Cardiovascular disease is another major area. FDCs combining blood pressure medications, cholesterol-lowering drugs, or both are increasingly common. Some “polypills” combine three or four agents for primary prevention of heart attacks and strokes. The World Health Organization includes several FDCs on its Model List of Essential Medicines, selecting them based on disease prevalence, evidence of safety and effectiveness, and cost-effectiveness. These lists guide countries in building their national drug formularies, making FDCs a cornerstone of public health programs worldwide.

Potential Drawbacks

The main limitation of an FDC is inflexibility. Because the doses of each ingredient are locked in, your doctor can’t easily adjust one drug without changing the other. If you experience a side effect from one component, it can be harder to identify which ingredient is causing the problem compared to taking each drug separately.

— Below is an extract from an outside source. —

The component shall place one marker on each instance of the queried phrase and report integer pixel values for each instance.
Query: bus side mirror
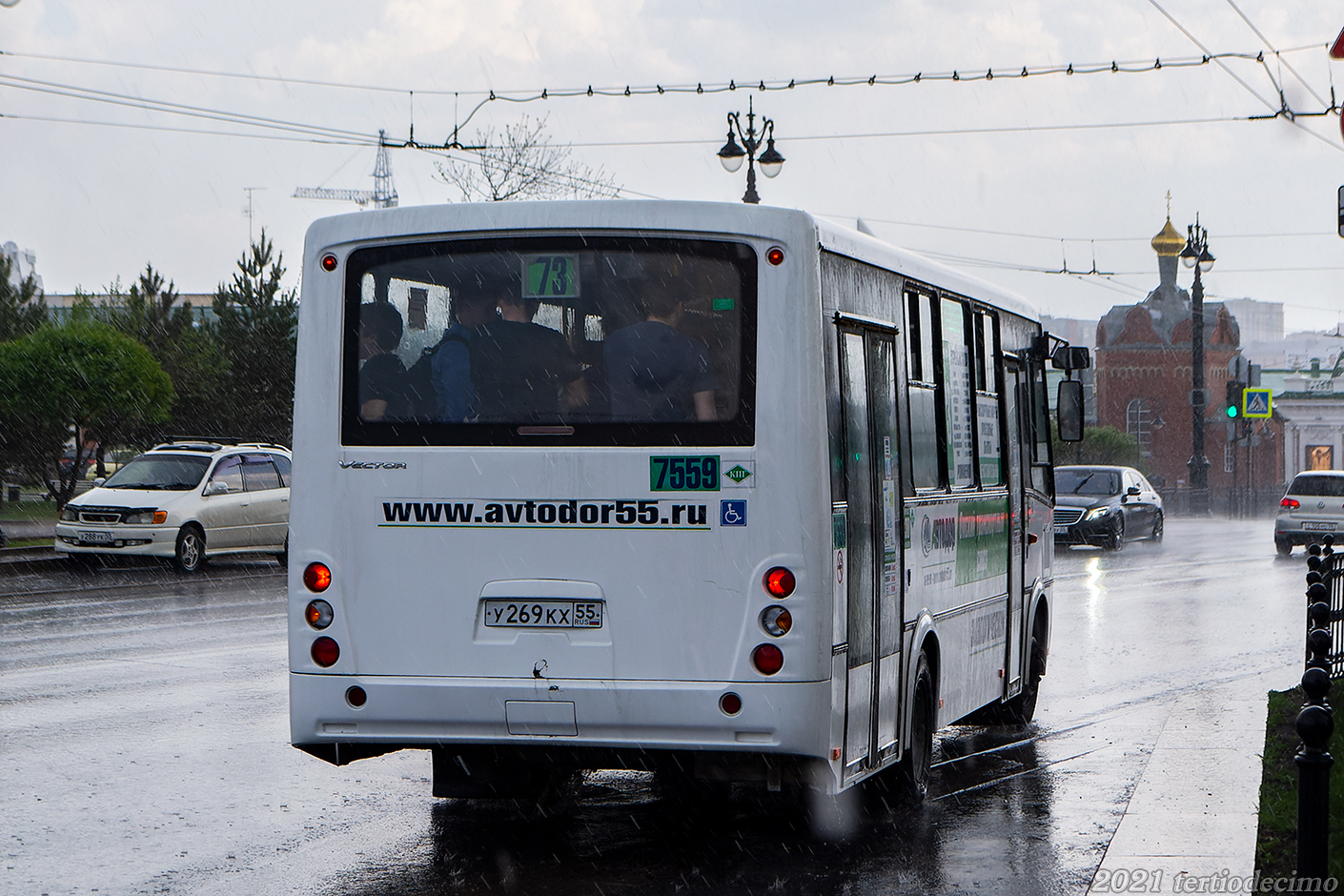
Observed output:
(1071, 357)
(1069, 410)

For some patients, the available dose ratios in an FDC simply don’t match what they need.

There are also manufacturing challenges. When multiple active ingredients share the same pill, they can interact chemically. One drug might degrade faster in the presence of another, or an ingredient might absorb into the tablet coating and change the delivered dose. The FDA requires developers to evaluate these interactions carefully, testing for stability changes, unintended breakdown products, and whether the combination delivers each drug at the same rate and amount as the individual pills would.

Cost and Accessibility

Whether an FDC saves money depends on where you live and what healthcare system you’re in. A large meta-analysis examining cardiovascular prevention found that in high-income countries, FDC therapy was essentially cost-neutral. The pill itself cost more (about $611 per participant over five years), but that was offset by significant savings: $534 less in costs from cardiovascular events and procedures, and $569 less in other medication expenses. The net difference was just $42 per person.

In lower- and middle-income countries, the picture is less favorable. The same analysis found FDC therapy cost $346 more per participant in lower-middle-income countries and $838 more in upper-middle-income countries, largely because the baseline cost of care is lower in those settings, so there’s less room for savings from prevented events. Still, as generic versions of popular FDCs become available, prices continue to drop, and many global health organizations subsidize FDCs for conditions like HIV and tuberculosis in resource-limited settings.

How FDCs Get Approved

In the United States, the FDA evaluates FDCs through its new drug application process. Many FDCs use what’s called the 505(b)(2) pathway, which allows manufacturers to rely partly on existing safety and effectiveness data for the individual ingredients rather than running entirely new clinical trials from scratch. This makes sense when both drugs are already well-studied on their own, and the main question is whether they work safely together in a single formulation.

Even with this streamlined pathway, developers still need to demonstrate that the combination delivers each drug properly, that the ingredients don’t interfere with each other, and that the FDC performs at least as well as taking the drugs separately. If the combination introduces a new dose, a new patient population, or a new route of administration, additional clinical studies are required. The FDA can also recall any product it finds unsafe or noncompliant with federal standards, a power granted under the Federal Food, Drug, and Cosmetic Act of 1938.